In general, approximations are good enough. (You listen to MP3s instead of CDs, CDs instead of LPs, LPs instead of a live band; you examine 800×600 JPEGs instead of camera RAW files; you wear Zara knock-offs instead of Michael Kors.)

classictimer

Kan-Do, like many timer apps, has a seconds indicator. In an earlier incarnation, I toyed with showing only minutes until there were less than sixty seconds remaining. But for a timer, that seemed too extreme: the movement of the seconds digits/hand is what gives us a sense that time is moving, and lends an urgency to whatever we’re doing. (Or wishing would finish.)

But in the statistics, we show only minutes, not seconds. You’re not going to make decisions on based on seconds.

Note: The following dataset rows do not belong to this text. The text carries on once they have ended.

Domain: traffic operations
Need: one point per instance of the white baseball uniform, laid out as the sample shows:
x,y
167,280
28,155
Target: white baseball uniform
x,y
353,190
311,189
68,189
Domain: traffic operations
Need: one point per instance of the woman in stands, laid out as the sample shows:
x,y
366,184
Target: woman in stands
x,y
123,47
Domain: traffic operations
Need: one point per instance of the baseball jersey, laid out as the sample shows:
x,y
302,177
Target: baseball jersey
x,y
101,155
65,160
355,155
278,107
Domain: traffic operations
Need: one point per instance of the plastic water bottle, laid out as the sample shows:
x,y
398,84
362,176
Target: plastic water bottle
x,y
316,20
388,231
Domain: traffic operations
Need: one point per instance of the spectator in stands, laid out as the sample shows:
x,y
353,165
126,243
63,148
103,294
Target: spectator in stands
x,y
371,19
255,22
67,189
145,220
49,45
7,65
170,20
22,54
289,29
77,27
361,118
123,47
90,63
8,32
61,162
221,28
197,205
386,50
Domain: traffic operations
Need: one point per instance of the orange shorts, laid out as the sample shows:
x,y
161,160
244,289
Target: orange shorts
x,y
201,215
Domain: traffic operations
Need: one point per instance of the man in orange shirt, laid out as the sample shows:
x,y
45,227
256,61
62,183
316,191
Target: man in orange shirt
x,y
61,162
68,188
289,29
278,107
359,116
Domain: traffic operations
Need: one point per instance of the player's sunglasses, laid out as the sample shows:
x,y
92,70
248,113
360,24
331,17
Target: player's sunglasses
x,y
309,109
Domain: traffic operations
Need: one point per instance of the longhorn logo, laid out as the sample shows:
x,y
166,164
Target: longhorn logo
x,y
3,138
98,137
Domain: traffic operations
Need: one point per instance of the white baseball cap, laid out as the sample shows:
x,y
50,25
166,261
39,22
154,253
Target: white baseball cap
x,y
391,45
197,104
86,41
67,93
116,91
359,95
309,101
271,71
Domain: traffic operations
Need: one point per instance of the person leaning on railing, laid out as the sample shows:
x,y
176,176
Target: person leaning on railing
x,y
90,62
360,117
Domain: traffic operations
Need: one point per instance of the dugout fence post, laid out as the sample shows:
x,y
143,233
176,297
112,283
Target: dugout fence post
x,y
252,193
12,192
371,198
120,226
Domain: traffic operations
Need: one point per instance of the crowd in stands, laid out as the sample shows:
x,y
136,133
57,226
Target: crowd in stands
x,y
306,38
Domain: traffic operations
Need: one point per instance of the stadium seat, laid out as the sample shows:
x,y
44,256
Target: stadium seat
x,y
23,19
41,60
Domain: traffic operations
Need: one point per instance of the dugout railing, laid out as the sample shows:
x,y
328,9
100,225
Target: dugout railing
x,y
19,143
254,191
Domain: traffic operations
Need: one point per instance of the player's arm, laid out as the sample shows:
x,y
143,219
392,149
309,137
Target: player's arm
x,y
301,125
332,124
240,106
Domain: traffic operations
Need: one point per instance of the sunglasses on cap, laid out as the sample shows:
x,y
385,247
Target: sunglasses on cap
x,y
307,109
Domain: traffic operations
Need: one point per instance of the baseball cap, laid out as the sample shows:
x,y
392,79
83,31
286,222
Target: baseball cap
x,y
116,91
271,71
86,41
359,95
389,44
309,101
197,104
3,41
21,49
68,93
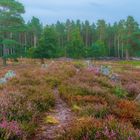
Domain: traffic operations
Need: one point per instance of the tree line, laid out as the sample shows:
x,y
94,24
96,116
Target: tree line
x,y
74,39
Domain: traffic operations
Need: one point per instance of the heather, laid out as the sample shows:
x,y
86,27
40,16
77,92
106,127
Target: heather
x,y
73,97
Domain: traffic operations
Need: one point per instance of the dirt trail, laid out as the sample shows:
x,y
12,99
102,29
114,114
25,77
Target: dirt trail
x,y
62,113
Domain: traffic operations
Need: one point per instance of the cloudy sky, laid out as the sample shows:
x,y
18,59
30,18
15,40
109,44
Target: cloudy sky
x,y
49,11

I did consider reducing the granularity of timing to units of five minutes: I think — without mustering much evidence to support this — that we can make decisions about something that takes ten minutes or five, but the sensation of difference between seven and five is perhaps too fine for most sensibilities. But that seemed a bit too radical, even for me.


Then one day, a reviewer wrote on the App Store that they found the numbers to be distracting, and they’d really like a graphical timer. I’d never found that to be a problem, mostly because I just lock the screen while I work. (My thinking is, I suppose, that I want to try to engage with whatever I’m doing, so I try to minimize distractions.)

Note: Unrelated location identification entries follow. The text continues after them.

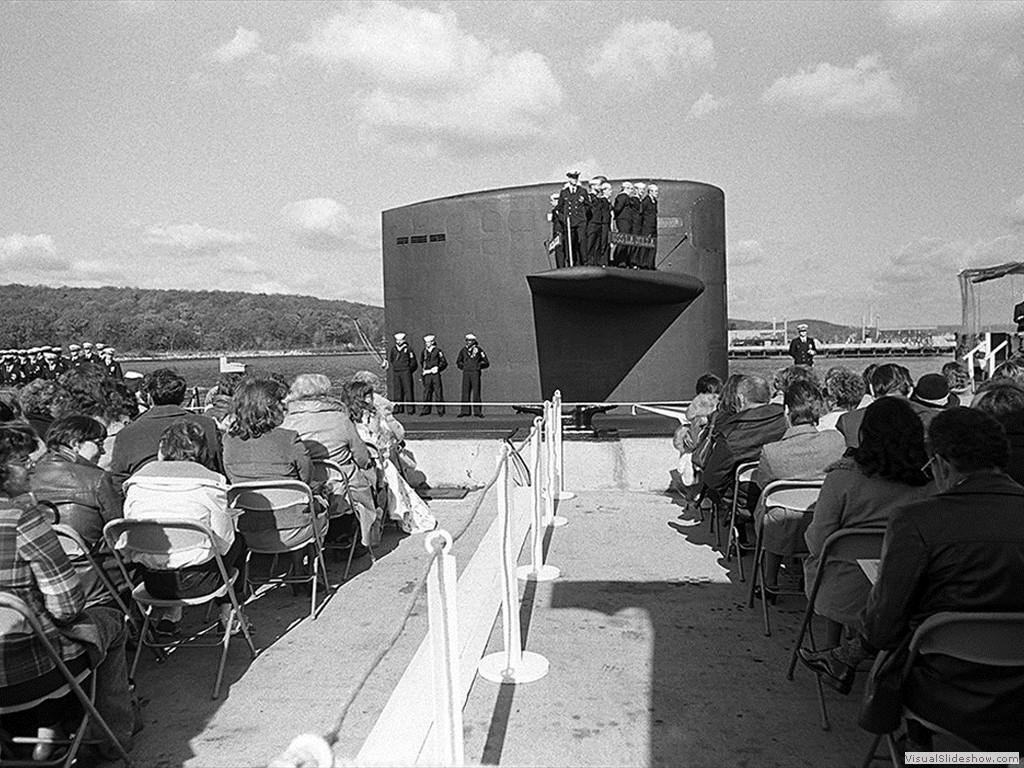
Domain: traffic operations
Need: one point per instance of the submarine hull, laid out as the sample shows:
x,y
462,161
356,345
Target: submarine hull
x,y
478,263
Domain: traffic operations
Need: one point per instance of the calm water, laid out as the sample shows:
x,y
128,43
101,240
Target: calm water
x,y
203,373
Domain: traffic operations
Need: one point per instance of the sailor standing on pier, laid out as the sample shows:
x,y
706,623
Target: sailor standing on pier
x,y
432,363
803,348
471,361
401,360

Neverthless, I could see why someone would want to watch time go by. But what is a graphical timer supposed to look like?

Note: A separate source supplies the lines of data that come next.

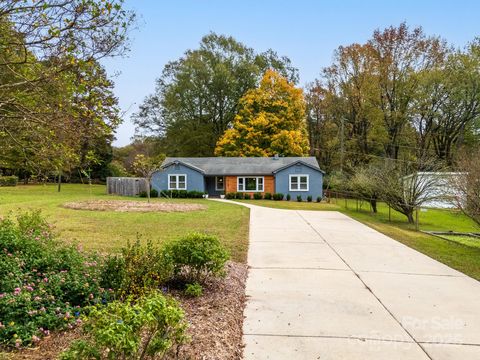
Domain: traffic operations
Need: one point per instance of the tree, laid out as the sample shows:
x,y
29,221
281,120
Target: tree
x,y
196,97
270,120
466,184
146,166
47,101
405,187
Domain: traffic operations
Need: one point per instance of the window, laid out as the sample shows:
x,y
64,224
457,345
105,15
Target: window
x,y
250,184
177,182
299,183
219,183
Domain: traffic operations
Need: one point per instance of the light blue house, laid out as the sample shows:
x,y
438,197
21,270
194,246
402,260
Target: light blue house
x,y
220,175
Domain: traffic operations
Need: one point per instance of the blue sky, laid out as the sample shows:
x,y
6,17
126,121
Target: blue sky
x,y
306,31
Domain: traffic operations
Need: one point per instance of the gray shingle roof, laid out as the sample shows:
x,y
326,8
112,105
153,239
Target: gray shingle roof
x,y
241,165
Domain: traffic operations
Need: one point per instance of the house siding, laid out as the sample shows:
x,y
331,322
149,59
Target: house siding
x,y
268,183
315,187
195,179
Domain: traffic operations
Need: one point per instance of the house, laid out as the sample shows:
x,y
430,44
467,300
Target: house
x,y
220,175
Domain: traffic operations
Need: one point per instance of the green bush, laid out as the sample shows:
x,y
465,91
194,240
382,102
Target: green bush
x,y
196,257
152,327
278,196
138,269
44,284
194,290
230,196
8,181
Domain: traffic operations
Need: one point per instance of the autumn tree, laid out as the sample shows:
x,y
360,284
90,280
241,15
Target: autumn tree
x,y
270,120
196,96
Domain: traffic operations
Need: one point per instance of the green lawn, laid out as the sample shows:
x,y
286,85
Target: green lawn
x,y
108,231
458,255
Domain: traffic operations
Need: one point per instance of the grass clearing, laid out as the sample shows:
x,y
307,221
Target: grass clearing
x,y
461,256
108,231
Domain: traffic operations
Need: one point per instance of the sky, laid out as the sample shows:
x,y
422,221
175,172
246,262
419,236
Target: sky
x,y
306,31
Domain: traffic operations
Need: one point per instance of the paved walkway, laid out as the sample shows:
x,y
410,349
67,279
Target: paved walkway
x,y
324,286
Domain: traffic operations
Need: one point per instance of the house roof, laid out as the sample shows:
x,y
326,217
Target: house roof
x,y
241,165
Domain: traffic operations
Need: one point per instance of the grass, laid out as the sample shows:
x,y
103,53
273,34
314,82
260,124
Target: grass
x,y
458,255
108,231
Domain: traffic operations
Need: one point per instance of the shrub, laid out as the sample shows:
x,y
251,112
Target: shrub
x,y
194,290
195,257
8,181
137,270
44,284
153,326
230,195
278,196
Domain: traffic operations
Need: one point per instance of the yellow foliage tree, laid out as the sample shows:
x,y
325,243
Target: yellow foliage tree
x,y
270,120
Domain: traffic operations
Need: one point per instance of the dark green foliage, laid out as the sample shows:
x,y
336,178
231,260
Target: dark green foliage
x,y
278,196
196,257
44,284
8,180
194,290
138,269
153,326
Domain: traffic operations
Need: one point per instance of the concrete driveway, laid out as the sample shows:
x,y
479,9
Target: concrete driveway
x,y
324,286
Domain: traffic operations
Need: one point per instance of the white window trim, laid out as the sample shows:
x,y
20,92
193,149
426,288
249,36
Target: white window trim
x,y
244,183
216,188
298,175
176,181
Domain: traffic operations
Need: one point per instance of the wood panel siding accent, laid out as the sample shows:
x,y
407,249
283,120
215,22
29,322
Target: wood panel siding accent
x,y
268,183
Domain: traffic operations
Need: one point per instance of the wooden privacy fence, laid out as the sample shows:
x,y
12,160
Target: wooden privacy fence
x,y
126,186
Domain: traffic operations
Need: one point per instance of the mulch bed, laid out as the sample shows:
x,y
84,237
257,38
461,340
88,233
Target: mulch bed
x,y
134,206
215,320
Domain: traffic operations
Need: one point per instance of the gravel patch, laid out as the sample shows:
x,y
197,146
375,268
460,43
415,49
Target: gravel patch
x,y
134,206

One problem with the App Store is that when people make requests, it’s pretty hard to follow up with them to make sure you’ve understood their problem.

I soldiered on. I started with the simplest of all: an ever-shrinking line. I hated it. No.

Then it occurred to me to do an image search for “graphic timer.”

graphictimerimages

“Uh, so which one?” Clearly not the ones with digits. And an hourglass seemed hokey. And tickmarks? No. The tickmarks didn’t serve any purpose.

I settled on an ever-shrinking arc, with the total duration contained by the circle, unchanging.

graphictimer

What I didn’t expect was to like it and make it my own default. I liked the gentle pulsing of the arc, and how the stroke of the arc closely matched the strokes of the typography.